At the time of its acquisition, Ceský Telecom (together with wholly-owned mobile subsidiary EuroTel Praha) had just completed a major overhaul that had turned it into one of the best-run operators in Europe. However, it only had a 3G license plus roughly five million mobile subscribers which, geographically, were totally cut off from Spain, and it was not exactly cheap. Nothing daunted, Chairman Cesar Alierta stated that “we are now looking at the world from a global standpoint when it comes to acquisitions”, adding that China looked interesting. Several days later his interest was transformed into a three percent stake in China Netcom that, at the time, had no mobile subscribers. However, its desire to spread its wings did gain impetus with the successful bid tabled by France Télécom for Amena, its main mobile rival in Spain, presaging much tougher competition in the home market, and analysts began to question whether it would be interested in O2, although it was assumed at the time that this would only constitute the unwanted assets to be hived off if O2 was acquired by a Deutsche Telekom/KPN consortium.

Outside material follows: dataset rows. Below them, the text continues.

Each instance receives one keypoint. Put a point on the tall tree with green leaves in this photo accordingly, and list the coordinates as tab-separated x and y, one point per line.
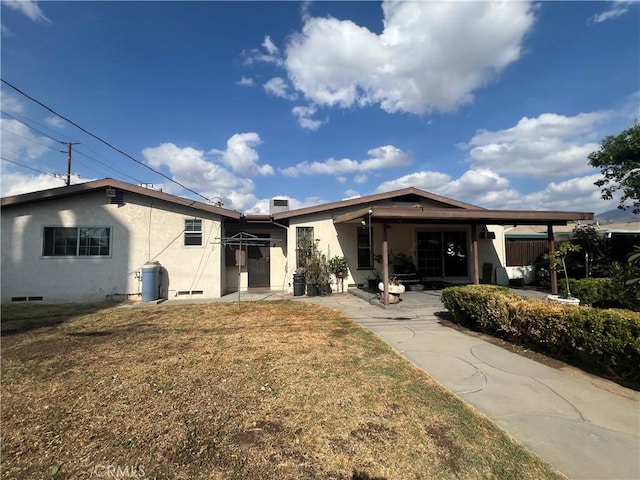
619	161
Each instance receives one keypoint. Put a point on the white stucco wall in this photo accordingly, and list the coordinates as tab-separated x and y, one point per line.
341	240
141	230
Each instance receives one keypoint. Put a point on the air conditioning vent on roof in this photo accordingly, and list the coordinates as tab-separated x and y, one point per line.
277	205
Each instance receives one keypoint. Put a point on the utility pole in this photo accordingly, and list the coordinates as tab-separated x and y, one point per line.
69	149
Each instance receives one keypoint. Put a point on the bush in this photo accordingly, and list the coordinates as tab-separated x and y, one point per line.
624	293
604	340
590	291
482	307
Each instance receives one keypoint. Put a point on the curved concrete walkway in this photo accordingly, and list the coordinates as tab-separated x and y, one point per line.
585	426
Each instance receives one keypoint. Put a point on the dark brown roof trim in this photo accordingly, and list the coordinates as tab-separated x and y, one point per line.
444	215
82	188
375	198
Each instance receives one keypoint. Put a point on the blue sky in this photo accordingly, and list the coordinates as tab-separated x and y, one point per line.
495	104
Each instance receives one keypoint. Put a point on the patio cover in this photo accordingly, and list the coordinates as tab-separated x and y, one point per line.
467	216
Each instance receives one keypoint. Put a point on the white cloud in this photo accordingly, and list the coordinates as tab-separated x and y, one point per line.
29	8
617	9
241	156
379	158
191	168
360	179
549	146
269	54
15	183
279	88
430	55
490	190
350	194
270	47
18	141
428	181
304	115
246	82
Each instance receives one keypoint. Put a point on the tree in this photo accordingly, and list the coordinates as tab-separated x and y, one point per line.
557	260
619	161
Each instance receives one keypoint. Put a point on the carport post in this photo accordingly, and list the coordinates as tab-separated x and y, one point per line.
385	271
474	254
552	247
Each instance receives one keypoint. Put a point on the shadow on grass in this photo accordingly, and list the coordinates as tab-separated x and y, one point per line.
22	317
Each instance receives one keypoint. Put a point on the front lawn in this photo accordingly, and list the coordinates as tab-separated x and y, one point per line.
268	390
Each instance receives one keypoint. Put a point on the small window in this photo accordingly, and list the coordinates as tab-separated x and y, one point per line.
193	232
76	242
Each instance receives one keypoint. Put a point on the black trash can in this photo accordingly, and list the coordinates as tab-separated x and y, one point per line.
298	284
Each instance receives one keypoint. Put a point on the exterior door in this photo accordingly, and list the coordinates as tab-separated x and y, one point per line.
258	265
442	254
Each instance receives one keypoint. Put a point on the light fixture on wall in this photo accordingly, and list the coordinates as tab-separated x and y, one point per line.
485	233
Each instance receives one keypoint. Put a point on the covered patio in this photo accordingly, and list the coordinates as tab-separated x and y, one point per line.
474	220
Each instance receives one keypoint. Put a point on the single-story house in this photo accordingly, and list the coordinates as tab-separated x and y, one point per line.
93	241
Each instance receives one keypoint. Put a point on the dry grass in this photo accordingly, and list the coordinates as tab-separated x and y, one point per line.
273	390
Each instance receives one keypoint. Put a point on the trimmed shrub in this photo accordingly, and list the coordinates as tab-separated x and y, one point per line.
482	307
603	340
590	291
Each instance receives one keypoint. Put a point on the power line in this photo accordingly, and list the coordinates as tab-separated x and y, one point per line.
101	140
30	127
110	167
22	118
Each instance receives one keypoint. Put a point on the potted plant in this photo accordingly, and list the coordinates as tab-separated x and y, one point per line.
395	286
324	276
312	275
557	262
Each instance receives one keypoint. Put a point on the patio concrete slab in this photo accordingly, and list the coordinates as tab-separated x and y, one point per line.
586	426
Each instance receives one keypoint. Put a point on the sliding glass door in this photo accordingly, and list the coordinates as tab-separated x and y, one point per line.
442	254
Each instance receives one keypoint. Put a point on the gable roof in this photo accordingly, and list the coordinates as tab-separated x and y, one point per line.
96	185
417	214
409	194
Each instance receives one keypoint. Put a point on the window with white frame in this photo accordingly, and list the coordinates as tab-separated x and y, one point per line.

Alternatively, why not bid for KPN – it had failed to take it over in 2000 but was said to have approached it in 2005 with an unofficial offer in the region of $25 billion – or, indeed O2 directly?

On the positive side, if it took over O2, Telefónica would be in a position to attack its main rivals, Vodafone and Deutsche Telekom in the German market. Subsequently, its enlarged balance sheet would potentially enable it to make a move for Bouygues Télécom in France and effectively become a powerhouse in the European mobile space. On the negative side of the equation was the need to pay a premium over the existing share price that had already been inflated by the interest shown by Deutsche Telekom, although it should be noted that the Spanish government subsidies the cost of overseas expansion by making goodwill on foreign acquisitions tax deductible.

In the event the bid was forthcoming in cash, potentially adding 25 million proportionate subscribers (as of the end of 2005 – see Table I). It was argued that Telefónica hoped to learn from the competitive German and UK markets how to defend itself better in Spain, and like O2, it had begun to roll out i-mode technology. However, the debt rating agencies promptly lowered Telefónica’s debt rating by one notch and mostly threatened to do so again if the deal went through. With €28 billion of debt on the books, and roughly the same again to come with the takeover, this was clearly no trivial matter, yet Telefónica insisted that it would raise the money in the bond markets and not have recourse to asset disposals or equity issuance, thereby effectively guaranteeing that the further credit downgrade would take place. Furthermore, the much-watched ratio of net debt to EBITDA would worsen sharply, thereby putting at risk the prospect of further share buy-backs and dividend growth. As for future acquisitions, there can surely be no more for the foreseeable future – Telefónica had already withdrawn from the auction of a stake in Turk Telecom when the financial markets expressed their disapproval.

In conclusion, it is not altogether clear whether Telefónica is being smart or stupid, and only time will tell. Certainly, there is some industrial logic in its behavior if it seriously wants to be a major player on the European mobile scene, and it must be admitted that it will almost certainly pass regulatory scrutiny with flying colors given the absence of overlaps. But nearly €60 billion of debt harks back to the bad old days of the telecoms bubble, and this debt is going to become increasingly expensive to service. Previous forays into Europe have ended in tears, but will this one provide the fairy story ending?